An architect has been suspended from the profession after brandishing a fake gun and threatening to shoot a door-to-door salesman.
Martin Belt confronted the energy company representative with a realistic handgun and threatened to shoot him if he returned to his property.
The salesman had no idea the gun was disabled and was so scared he “feared for his life”.
Now Belt, a 25-year-old architect who ran his own business, has been suspended for 12 months following an architects registration board [ARB] court.
Belt – who collected air rifles – was at home in the coastal town of Bridlington, East Yorks, when the young seller visited on May 22, 2019.
An ARB court report said: “Belt was involved in a confrontation with a door-to-door salesman outside his property.
“He came out of his property with a fake handgun and threatened to shoot the man if he returned.”
Belt claimed he believed the salesman who was trying to scam elderly people on the street, according to court reports.
Belt said he got into this situation because he was moving guns upstairs in the house.
The ARB report said: “He testified that events did not unfold as alleged and that he made no threats.
“Belt explained how he ended up on the street with a disabled ‘BB’ gun and said it was in his back pocket because he was about to carry other weapons upstairs and he had his hands full.”

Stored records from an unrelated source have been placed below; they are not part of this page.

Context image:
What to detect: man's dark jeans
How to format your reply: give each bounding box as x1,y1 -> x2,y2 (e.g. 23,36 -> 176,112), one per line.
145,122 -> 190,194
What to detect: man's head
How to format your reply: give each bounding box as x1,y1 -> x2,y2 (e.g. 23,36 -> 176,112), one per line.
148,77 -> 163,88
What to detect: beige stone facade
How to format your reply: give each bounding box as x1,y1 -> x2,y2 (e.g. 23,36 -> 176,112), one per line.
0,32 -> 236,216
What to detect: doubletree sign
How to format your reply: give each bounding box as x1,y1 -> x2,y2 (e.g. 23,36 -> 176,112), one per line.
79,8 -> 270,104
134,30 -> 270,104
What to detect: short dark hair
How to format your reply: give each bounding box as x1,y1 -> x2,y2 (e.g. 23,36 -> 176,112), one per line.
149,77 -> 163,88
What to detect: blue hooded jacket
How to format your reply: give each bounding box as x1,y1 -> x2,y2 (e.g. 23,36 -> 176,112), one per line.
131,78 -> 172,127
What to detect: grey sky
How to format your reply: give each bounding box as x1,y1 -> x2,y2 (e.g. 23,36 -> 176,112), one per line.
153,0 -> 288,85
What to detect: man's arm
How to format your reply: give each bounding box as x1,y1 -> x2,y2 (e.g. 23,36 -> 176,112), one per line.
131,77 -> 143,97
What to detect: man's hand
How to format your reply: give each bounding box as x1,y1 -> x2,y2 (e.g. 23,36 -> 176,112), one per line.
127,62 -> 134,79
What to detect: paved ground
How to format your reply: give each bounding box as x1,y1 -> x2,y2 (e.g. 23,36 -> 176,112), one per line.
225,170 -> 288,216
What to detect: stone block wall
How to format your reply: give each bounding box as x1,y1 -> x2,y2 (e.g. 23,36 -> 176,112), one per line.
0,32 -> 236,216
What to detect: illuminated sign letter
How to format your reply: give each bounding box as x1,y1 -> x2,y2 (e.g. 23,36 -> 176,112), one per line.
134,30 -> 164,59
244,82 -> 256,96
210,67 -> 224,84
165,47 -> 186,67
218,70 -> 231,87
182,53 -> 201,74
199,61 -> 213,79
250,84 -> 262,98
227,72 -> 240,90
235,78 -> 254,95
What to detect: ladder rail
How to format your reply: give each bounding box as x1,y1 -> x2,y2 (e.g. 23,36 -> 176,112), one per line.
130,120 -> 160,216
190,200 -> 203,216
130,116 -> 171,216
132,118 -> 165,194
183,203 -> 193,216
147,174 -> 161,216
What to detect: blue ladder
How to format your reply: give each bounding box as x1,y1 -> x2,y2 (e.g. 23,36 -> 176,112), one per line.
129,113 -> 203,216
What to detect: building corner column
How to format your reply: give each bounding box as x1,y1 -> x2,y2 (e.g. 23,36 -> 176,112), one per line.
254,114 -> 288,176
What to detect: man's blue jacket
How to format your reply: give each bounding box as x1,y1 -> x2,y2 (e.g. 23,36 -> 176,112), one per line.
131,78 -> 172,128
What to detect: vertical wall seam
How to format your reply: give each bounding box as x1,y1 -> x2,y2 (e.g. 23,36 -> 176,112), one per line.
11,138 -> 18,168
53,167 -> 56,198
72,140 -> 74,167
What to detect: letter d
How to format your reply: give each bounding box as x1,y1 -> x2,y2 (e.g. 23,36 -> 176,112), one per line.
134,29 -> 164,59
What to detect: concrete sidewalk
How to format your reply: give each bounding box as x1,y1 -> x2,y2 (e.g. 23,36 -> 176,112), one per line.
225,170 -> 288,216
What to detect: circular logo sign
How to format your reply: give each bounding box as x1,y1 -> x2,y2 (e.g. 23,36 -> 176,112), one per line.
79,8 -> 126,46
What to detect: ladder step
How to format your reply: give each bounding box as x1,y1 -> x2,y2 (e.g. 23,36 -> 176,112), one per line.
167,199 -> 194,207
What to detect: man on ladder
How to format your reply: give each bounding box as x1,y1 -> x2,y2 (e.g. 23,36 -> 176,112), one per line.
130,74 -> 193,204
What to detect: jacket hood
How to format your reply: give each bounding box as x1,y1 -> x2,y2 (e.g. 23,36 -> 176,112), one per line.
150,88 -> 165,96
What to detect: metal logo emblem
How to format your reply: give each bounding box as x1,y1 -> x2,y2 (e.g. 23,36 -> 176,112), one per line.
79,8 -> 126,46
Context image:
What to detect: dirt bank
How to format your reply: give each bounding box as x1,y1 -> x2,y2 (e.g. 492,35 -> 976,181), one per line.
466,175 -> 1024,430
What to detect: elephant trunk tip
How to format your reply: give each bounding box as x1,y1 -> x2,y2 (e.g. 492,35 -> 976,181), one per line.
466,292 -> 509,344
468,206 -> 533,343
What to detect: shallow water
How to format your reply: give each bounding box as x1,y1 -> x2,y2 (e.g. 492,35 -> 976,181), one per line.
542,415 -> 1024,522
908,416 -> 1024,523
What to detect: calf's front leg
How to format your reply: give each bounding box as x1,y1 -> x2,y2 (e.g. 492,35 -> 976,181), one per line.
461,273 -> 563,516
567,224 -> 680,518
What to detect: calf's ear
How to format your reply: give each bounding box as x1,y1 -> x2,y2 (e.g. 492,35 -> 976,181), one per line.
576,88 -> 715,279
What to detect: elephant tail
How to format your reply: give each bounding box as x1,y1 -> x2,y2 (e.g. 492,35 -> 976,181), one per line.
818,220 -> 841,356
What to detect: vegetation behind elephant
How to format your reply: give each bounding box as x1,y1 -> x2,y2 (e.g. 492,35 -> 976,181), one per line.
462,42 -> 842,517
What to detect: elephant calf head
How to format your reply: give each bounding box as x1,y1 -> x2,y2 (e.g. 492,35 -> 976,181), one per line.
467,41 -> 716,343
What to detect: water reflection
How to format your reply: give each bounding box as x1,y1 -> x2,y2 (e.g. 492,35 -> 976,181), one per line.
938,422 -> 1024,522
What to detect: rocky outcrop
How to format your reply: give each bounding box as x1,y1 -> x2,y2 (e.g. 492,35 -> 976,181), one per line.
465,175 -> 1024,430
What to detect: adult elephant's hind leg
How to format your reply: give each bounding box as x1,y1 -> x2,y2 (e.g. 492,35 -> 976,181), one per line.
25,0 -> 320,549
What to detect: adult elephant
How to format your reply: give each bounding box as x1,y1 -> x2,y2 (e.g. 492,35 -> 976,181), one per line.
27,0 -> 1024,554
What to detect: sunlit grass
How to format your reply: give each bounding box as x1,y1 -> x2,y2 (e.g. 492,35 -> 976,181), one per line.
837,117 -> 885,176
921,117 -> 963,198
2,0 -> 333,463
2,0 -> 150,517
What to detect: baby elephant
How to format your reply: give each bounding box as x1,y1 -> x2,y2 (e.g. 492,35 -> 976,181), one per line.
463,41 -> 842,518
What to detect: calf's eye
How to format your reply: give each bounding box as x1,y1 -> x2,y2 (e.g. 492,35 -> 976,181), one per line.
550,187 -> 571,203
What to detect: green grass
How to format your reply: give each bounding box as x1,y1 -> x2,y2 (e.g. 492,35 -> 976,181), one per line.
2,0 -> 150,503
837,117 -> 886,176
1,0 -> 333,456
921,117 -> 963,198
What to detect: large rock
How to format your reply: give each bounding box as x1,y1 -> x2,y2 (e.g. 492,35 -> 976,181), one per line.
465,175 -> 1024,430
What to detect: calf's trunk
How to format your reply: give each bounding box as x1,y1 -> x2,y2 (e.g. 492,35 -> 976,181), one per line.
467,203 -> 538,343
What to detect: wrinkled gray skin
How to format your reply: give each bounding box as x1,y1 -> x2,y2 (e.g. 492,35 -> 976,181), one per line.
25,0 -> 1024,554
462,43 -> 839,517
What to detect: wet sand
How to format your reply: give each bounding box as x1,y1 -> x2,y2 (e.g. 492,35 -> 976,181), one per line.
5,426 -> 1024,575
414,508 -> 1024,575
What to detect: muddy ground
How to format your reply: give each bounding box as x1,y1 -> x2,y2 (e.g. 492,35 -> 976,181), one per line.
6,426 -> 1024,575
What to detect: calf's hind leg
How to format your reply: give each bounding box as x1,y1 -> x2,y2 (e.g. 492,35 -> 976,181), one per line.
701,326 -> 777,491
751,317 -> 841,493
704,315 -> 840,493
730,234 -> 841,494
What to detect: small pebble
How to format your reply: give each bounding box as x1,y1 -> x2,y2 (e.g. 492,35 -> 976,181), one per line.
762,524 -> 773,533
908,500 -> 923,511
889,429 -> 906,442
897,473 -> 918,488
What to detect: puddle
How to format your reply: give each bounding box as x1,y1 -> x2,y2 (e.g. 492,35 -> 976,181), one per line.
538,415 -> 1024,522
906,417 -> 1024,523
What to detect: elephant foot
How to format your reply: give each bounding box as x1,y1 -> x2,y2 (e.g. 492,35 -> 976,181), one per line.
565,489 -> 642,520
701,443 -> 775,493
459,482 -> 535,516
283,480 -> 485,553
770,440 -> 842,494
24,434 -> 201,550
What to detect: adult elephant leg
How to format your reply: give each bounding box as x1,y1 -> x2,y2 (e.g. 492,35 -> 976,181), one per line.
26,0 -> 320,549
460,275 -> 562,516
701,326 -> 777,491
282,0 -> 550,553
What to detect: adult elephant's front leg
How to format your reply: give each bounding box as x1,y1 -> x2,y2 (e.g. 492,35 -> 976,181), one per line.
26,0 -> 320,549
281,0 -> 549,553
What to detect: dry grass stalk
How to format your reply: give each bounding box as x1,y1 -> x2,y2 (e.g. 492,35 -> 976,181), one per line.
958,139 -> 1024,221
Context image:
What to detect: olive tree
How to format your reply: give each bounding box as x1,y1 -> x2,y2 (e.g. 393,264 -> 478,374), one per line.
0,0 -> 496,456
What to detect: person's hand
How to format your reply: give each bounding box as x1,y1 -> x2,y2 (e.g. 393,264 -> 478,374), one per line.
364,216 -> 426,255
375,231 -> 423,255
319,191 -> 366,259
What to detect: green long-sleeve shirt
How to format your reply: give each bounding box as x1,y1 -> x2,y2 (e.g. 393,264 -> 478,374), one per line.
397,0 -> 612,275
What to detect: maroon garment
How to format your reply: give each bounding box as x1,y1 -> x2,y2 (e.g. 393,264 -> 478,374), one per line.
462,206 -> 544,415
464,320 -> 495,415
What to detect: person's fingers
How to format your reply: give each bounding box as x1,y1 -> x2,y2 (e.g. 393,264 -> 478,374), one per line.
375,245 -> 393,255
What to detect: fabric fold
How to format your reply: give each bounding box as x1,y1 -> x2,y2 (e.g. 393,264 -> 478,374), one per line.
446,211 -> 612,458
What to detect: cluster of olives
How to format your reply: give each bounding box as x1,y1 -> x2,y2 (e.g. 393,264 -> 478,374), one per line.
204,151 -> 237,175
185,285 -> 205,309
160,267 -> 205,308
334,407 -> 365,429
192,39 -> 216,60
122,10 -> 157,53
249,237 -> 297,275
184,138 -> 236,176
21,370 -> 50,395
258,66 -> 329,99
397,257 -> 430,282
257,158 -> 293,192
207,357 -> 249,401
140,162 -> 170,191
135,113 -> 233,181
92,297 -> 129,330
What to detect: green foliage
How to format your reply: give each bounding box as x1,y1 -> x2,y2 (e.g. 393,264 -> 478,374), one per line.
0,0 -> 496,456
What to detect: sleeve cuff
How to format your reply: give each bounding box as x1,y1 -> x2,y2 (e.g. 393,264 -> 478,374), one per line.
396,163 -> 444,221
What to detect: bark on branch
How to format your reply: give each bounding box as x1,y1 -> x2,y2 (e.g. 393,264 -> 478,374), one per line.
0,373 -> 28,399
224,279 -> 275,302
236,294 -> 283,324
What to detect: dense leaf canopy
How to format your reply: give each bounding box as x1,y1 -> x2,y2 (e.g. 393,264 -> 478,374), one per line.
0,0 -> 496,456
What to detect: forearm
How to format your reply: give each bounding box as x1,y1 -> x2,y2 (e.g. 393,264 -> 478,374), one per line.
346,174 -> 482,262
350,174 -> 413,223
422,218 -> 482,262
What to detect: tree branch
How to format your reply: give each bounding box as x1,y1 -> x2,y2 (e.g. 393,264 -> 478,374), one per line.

Belt, then 53, was jailed for 18 months at Hull Crown Court in November 2020, after being found guilty by jurors of possessing a firearm with intent to cause fear or violence.
But the ARB panel concluded that Belt’s conduct – which occurred in front of his 15-year-old daughter – does not warrant the ban, although it “brings the profession into disrepute”.
Belt complained that he found it “very difficult to live with his belief because it did not reflect the person he was” and that it was “life changing”.
In conclusion, the ARB panel said: “The panel found that the conviction demonstrated that Belt initiated a confrontation and that he carried with him a firearm which caused fear in a member of the public doing his sales work from home.
“The committee felt that the conduct could be corrected and Belt began to show insight into certain aspects.
“The panel does not consider Belt to have any ingrained integrity issues or that the conduct is fundamentally inconsistent with his continuing to be a registered architect.
“The committee does not consider that Belt is incapable of appreciating the nature of his failings such that he should be expunged from the record.”
Belt also made ‘serious’ failures to communicate with a client in 2019 and 2020, leaving them ‘in the dark’ and ‘out of pocket’ after shelling out £1,600 in fees, the panel heard.